Overview
Obsidian finds the cryptography in your code, scores how ready it is for the post-quantum transition, and turns that evidence into reports, tickets, and answers for developers and AI agents. It runs as a self-hosted service: a control-plane API, a dashboard, and one or more scanner nodes.
The workflow
- Discover — scanner nodes (or the CLI) analyze repository source and emit normalized findings: algorithm, library, key size, file and line evidence, rule ID, severity, confidence, and a recommendation.
- Prioritize — findings roll up into per-repository posture and an exposure view, plus migration-readiness scoring so you can sequence the work.
- Prove — export a CycloneDX CBOM and score the inventory against policy frameworks.
- Hand off — open a GitHub issue with full evidence, or let a coding agent fetch context through the read-only MCP server.
Detection coverage
Native analysis uses tree-sitter parsers for Go, Python, JavaScript/TypeScript, Rust, and Solidity, with a regex fallback for everything else.
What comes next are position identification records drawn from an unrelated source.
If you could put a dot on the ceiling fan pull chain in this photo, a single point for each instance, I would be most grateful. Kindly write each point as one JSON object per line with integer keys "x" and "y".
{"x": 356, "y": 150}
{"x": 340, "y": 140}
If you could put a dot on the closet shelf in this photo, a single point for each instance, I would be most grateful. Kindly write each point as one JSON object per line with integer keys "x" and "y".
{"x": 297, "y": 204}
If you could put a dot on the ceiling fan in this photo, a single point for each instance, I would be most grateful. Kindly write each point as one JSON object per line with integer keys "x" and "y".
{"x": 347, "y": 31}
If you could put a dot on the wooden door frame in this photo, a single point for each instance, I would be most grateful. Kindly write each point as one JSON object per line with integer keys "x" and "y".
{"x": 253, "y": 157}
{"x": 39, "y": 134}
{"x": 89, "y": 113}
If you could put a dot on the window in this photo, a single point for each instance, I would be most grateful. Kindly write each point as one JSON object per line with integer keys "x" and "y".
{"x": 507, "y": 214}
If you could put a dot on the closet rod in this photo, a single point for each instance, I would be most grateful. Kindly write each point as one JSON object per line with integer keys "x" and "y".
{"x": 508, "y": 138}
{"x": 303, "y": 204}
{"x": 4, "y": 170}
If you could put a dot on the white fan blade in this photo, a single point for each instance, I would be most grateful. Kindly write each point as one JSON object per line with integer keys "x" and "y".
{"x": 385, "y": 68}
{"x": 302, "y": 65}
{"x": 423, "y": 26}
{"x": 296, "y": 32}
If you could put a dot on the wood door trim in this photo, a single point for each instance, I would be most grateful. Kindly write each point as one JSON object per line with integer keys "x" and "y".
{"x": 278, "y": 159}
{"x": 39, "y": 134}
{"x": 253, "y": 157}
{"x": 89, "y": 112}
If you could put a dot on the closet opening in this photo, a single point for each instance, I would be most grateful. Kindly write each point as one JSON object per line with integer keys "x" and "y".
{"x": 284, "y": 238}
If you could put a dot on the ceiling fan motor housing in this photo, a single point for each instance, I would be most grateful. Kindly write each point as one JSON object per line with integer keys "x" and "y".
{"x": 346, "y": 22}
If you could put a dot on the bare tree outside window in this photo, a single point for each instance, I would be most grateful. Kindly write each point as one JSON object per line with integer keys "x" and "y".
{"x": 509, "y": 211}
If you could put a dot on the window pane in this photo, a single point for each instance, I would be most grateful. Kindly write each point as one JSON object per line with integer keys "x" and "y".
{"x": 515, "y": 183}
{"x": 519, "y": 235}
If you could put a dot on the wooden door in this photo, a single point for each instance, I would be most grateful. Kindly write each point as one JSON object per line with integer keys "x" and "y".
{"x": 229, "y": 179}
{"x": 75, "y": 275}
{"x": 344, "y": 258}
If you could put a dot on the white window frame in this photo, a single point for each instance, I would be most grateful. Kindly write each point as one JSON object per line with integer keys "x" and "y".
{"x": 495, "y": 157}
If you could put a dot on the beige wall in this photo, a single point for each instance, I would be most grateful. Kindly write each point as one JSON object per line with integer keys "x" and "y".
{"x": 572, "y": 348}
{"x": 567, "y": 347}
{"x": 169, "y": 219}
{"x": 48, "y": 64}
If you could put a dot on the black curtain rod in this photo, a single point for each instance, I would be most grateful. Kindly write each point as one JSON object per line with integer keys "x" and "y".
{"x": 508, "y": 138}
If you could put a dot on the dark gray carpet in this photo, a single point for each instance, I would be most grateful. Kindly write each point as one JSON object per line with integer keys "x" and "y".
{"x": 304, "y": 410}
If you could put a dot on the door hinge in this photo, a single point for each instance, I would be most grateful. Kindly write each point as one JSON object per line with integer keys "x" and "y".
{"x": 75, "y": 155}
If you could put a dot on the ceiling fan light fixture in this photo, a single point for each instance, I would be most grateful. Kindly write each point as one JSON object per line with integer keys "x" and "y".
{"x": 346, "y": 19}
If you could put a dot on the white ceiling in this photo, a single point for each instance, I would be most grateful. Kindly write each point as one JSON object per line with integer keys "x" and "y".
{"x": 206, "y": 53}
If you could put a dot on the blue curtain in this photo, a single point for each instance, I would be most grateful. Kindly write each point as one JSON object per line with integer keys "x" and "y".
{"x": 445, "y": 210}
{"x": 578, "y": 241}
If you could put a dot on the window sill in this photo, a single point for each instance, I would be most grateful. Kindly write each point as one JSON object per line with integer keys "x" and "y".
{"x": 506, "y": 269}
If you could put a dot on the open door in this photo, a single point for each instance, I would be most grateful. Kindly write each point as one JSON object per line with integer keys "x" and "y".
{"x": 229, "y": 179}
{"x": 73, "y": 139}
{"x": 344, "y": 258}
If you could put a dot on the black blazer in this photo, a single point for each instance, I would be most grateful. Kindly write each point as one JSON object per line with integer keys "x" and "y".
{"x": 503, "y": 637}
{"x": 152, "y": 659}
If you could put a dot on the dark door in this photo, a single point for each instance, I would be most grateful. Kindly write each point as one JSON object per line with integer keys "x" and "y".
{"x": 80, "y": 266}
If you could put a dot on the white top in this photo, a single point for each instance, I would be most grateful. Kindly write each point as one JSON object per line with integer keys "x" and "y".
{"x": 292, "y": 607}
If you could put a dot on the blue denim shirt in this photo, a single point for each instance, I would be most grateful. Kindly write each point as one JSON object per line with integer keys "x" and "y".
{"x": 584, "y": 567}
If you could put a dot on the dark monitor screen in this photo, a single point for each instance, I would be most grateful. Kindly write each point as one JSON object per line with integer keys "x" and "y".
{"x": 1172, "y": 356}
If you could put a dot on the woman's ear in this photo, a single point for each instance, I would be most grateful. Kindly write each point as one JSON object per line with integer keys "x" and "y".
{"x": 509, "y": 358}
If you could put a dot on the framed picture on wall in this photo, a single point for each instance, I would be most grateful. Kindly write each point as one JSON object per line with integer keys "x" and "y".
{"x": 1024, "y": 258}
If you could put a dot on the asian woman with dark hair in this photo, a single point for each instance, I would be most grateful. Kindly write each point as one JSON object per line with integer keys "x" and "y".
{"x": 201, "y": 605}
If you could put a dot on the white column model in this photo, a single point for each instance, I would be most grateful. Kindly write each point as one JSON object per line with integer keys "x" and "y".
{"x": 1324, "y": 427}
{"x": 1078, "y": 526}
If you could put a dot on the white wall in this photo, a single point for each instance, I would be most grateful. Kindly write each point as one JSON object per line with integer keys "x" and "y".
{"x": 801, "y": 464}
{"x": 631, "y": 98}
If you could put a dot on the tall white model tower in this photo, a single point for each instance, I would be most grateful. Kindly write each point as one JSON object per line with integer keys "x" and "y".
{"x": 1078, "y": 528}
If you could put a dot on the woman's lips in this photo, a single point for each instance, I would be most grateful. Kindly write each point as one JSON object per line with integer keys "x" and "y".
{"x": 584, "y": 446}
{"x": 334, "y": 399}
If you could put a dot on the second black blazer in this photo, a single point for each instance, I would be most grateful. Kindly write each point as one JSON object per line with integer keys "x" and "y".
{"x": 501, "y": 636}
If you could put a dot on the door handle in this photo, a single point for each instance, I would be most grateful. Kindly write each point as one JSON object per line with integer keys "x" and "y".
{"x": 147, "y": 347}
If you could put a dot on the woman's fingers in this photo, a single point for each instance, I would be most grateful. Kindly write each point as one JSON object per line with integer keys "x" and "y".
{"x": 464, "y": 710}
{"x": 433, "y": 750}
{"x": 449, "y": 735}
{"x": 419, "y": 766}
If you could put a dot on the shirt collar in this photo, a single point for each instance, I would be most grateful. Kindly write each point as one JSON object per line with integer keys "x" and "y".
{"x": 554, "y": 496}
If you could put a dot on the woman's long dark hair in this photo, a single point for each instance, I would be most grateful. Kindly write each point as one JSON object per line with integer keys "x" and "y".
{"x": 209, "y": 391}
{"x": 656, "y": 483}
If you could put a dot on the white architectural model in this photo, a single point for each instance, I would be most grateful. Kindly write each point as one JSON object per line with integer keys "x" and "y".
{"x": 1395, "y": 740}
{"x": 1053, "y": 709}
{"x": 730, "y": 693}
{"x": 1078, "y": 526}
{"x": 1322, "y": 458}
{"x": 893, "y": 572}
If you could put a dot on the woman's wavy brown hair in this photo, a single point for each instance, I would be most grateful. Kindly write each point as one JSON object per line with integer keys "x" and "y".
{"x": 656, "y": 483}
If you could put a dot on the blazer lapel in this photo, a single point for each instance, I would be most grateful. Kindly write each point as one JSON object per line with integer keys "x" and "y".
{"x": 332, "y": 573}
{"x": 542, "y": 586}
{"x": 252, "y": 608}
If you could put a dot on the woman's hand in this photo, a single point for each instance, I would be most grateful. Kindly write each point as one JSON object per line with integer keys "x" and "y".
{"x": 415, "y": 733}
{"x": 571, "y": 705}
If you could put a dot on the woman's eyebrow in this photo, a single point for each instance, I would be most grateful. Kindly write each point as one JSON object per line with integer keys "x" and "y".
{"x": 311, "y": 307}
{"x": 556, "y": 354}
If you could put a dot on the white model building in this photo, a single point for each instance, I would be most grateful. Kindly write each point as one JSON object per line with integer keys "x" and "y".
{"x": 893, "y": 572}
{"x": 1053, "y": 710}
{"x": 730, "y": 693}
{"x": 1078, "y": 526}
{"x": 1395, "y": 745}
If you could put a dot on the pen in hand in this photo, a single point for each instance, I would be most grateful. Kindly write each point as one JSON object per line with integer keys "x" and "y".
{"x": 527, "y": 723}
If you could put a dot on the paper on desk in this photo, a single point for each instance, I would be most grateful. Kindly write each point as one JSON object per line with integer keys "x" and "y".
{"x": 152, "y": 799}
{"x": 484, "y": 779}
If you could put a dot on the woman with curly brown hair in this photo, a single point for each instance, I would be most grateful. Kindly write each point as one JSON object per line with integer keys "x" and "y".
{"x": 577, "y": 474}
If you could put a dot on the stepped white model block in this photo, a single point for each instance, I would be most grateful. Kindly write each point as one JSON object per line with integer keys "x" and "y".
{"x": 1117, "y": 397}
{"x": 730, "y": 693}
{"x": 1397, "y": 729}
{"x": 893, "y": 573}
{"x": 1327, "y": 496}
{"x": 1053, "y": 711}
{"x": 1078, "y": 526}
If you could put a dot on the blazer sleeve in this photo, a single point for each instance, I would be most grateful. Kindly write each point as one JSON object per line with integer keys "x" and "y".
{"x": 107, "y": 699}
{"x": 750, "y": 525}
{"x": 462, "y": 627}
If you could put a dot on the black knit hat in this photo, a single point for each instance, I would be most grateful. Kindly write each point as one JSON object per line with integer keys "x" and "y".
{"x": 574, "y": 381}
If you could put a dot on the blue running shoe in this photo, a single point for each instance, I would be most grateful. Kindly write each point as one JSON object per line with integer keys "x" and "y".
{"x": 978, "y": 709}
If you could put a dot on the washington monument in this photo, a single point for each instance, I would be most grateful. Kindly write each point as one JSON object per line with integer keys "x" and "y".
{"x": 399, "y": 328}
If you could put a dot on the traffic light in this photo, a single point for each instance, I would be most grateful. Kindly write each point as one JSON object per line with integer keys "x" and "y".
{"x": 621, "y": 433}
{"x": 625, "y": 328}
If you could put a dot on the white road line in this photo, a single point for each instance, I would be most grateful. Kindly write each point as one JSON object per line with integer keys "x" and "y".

Built-in risk rules cover MD5, SHA-1, insecure randomness, hardcoded secrets and keys, ECB mode, deprecated Node crypto helpers, and embedded private-key or certificate material. A native module also detects operational key usage and custody references — AWS KMS, Azure Key Vault, PKCS#11 HSMs, and custody platforms (Fireblocks, Dfns, BitGo).
Optional, opt-in modules wrap host-installed tools: external/gosec, external/slither,
and runtime/certificates.
Post-quantum readiness
Each repository gets a posture score, and migration candidates carry a deterministic
readiness score from 0–100 and a band — ready, planned, needs_analysis, or
blocked — with the drivers and blockers behind it. Scores are computed from findings,
effort, and evidence; they are not AI estimates. See
Read the dashboard.
Compliance frameworks
Obsidian evaluates the live inventory against built-in policy frameworks:
- NIST FIPS 203 / 204 / 205 (ML-KEM, ML-DSA, SLH-DSA) — post-quantum readiness, scored today.
- PCI DSS cryptography baseline — available as a selectable policy framework.
CBOM export (CycloneDX 1.7, with 1.6 compatibility) is covered in Export a CBOM. For trust boundaries and data handling, see Security and data handling.